STUTTGART. Gisela Erler, Staatsrätin für Zivilgesellschaft und Bürgerbeteiligung, hat eine positive Zwischenbilanz ihrer Arbeit gezogen. Gegenstand der Landtagsdebatte war die die umstrittene Verwaltungsvorschrift zur Öffentlichkeitsbeteiligung und der entsprechenden Planungsleitfaden.
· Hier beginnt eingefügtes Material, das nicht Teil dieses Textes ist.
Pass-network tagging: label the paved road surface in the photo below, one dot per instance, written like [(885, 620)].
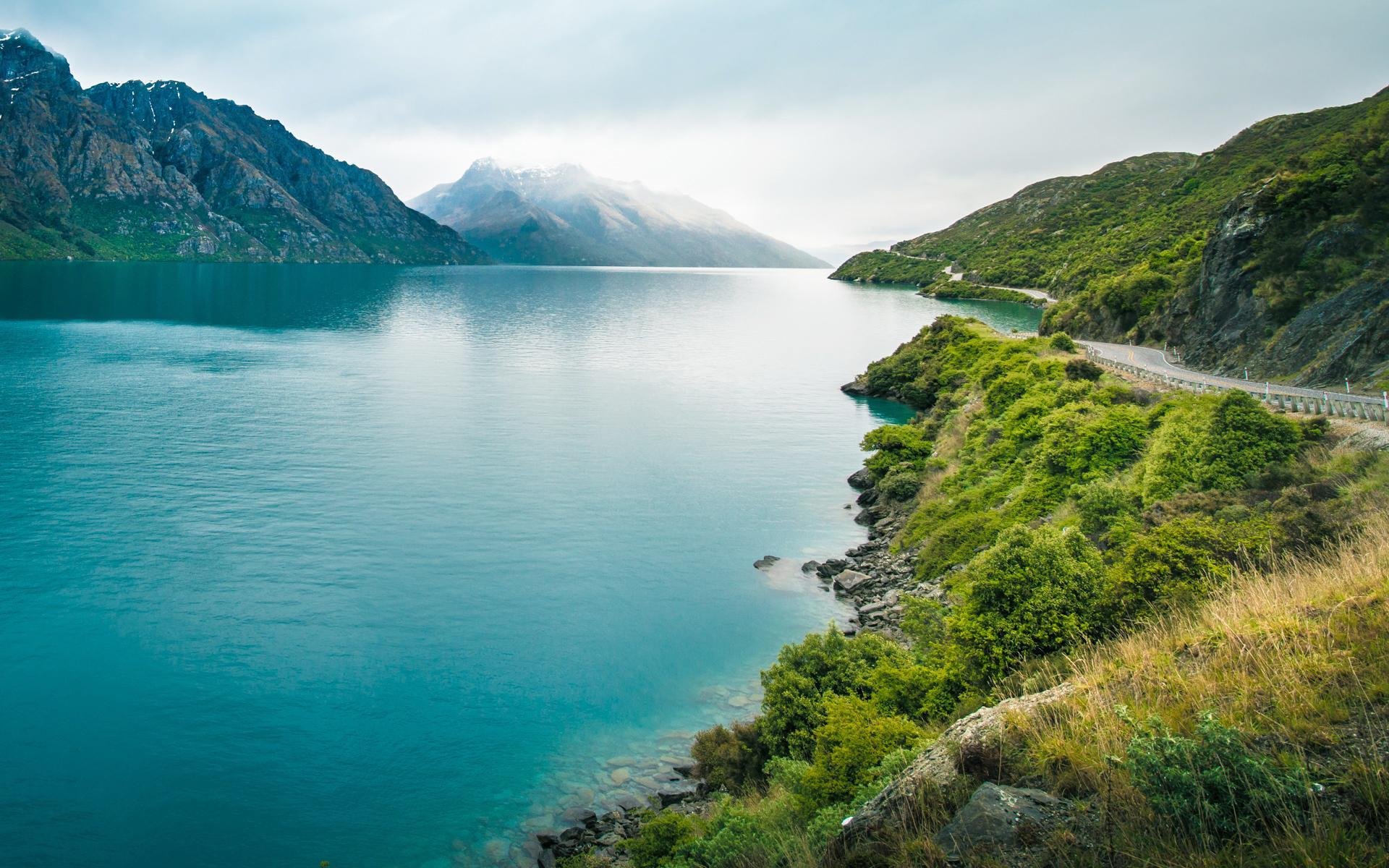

Zugleich ließ für die CDU der Bruchsaler Abgeordnete Ulli Hockenberger durchblicken, dass die Vorgaben, sollte seine Partei auch der künftigen Landesregierung angehören, nicht verlängert werden könnten: „Die Verwaltungsvorschrift läuft am 28. Februar 2021 aus, mal sehen, was danach kommt.“

Nese Erikli (Grüne) verlangte dagegen, Beteiligungsinstrumente künftig häufiger einzusetzen. "Ich wünsche mir, dass wir in Zukunft von diesen Mitteln noch viel häufiger Gebrauch machen, um nicht nur davon zu reden, unsere Demokratie besser zu schützen und Bürgerinnen und Bürger in ihrem Unmut oder ihrer Politikverdrossenheit nicht alleinzulassen.“

Staatsrätin erinnert sich an erste Zeit in ihrem Amt

In einer Großen Anfrage hatten die Grünen Informationen erbeten darüber, "wie im Bereich der Beteiligung in der Planung von Infrastrukturprojekten durch die Landesregierung mit dem Planungsleitfaden und der Verwaltungsvorschrift Öffentlichkeitsbeteiligung neue Maßstäbe gesetzt wurden". Die Staatsrätin antwortete mit „einer kleinen Rückschau“.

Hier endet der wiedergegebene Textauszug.